Sight & Sound is an ongoing study of visual representations of music lyrics.
Bon Iver’s “Holocene” is one of those songs I didn’t think was possible. I’d already been thoroughly blown-away by Justin Vernon’s work on his album For Emma, Forever Ago, so, naturally, I assumed that he’d reached the pinnacle of his musical mastery on his first full-length album and that would be the end of that.
It hurts to think I’d seriously lost that much faith in someone who was clearly wiser than the sum of his work thus far.
My brother burned me a copy of his second album (Bon Iver, Bon Iver) a few weeks after it was released. I had just graduated college and was grappling with the emotional baggage I brought with me when I moved back to my hometown and starting working at a prestigious art camp (one that I was never prestigious enough to attend as a camper), uncertain about so many things in my life. My future was entirely undefined; I felt like I was drifting through a fog where opportunities were just beyond my vision, lurking somewhere nearby but with no tangible form that I could grasp.
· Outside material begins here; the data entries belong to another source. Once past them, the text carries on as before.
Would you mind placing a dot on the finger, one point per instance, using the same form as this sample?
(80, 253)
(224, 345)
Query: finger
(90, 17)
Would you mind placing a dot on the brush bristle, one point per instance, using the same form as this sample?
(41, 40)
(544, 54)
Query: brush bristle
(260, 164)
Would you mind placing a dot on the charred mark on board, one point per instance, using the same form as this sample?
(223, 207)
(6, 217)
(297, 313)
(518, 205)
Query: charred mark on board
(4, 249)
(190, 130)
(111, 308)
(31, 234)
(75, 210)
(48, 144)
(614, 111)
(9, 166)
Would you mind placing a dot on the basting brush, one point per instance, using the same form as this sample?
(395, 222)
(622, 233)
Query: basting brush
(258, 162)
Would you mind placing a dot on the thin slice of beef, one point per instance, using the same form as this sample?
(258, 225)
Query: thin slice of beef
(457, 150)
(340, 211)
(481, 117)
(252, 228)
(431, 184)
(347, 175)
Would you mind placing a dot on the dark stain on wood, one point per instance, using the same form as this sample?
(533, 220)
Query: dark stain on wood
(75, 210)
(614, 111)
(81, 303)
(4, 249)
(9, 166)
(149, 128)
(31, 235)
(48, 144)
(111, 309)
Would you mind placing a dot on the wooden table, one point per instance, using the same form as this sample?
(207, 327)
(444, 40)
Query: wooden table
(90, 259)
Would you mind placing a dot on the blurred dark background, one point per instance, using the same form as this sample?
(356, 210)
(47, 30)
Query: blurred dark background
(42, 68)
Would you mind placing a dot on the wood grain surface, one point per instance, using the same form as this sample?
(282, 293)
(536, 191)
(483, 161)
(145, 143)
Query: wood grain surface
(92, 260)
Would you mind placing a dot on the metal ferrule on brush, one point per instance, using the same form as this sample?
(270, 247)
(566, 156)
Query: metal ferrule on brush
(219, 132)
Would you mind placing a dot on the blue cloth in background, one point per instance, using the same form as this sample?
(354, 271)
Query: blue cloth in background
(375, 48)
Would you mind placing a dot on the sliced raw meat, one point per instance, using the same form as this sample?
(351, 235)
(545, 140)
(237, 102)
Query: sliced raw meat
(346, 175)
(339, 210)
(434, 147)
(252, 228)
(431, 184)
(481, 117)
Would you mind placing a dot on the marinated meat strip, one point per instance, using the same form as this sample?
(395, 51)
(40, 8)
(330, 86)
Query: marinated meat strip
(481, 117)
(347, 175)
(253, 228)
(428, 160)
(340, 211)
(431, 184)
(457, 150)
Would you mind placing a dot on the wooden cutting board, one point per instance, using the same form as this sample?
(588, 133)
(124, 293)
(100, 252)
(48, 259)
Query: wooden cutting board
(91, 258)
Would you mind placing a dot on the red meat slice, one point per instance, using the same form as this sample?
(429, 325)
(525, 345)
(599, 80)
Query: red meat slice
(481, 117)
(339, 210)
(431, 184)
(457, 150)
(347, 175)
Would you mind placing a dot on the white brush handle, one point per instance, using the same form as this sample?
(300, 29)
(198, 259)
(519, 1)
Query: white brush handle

The workday at the camp were short so I had a lot of time to run around the campus, take long walks in the woods, re-read all the Harry Potter books, and converse with other summer employees who seemed just as unguided, yet somehow less bothered by the weight of what happened when August ended. My boyfriend lived nearby, but I spent every night alone in my linoleum-floored dorm room, staring up at the bottom of the empty bunk above me, listening to the buzz of cicadas, a distant French horn practice session, and camper chatter outside my window as the long summer days faded into night.
It was the closest I’ve come to living alone–no roommates, no family, no boyfriend–and as someone who thrives off social interaction, it was a major adjustment for me to spend so much time by myself, with only myself. I did a lot of thinking and self-exploration, trying to listen to what my heart wanted, desperately pushing aside feelings of inadequacy and the fear of where I would be in the next year (or the next ten years). Perhaps this is what happens to all children who are loved and supported their whole life; perhaps this is not wholly unique to me. But during that summer, I felt isolated by my inability to understand what I really wanted now that I had the chance to do whatever I wanted.
It is a terrible thing to be alive for 21 years and still not know who you are.
“Holocene,” to me, is the epitome of the self-injected poison of personal inadequacy, a feeling of utter insignificance in the scheme of a whole big world. It’s the sudden realization that I am a microscopic speck in a universe expanding with every breath. And, yet, I am still as significant as I choose to be in the time and space granted to me in each of those breaths. It’s a philosophical push-pull that consumes me if I let it.
When I decided to use this song for a Sight & Sound session, I knew it had to be in winter and it had to convey the kind of vacant loneliness I felt that summer after college.”Holocene” can pull me down into the darkest of places sometimes, but the emotional journey I take each time to climb back to the top and understand myself better is why I still love listening to this song.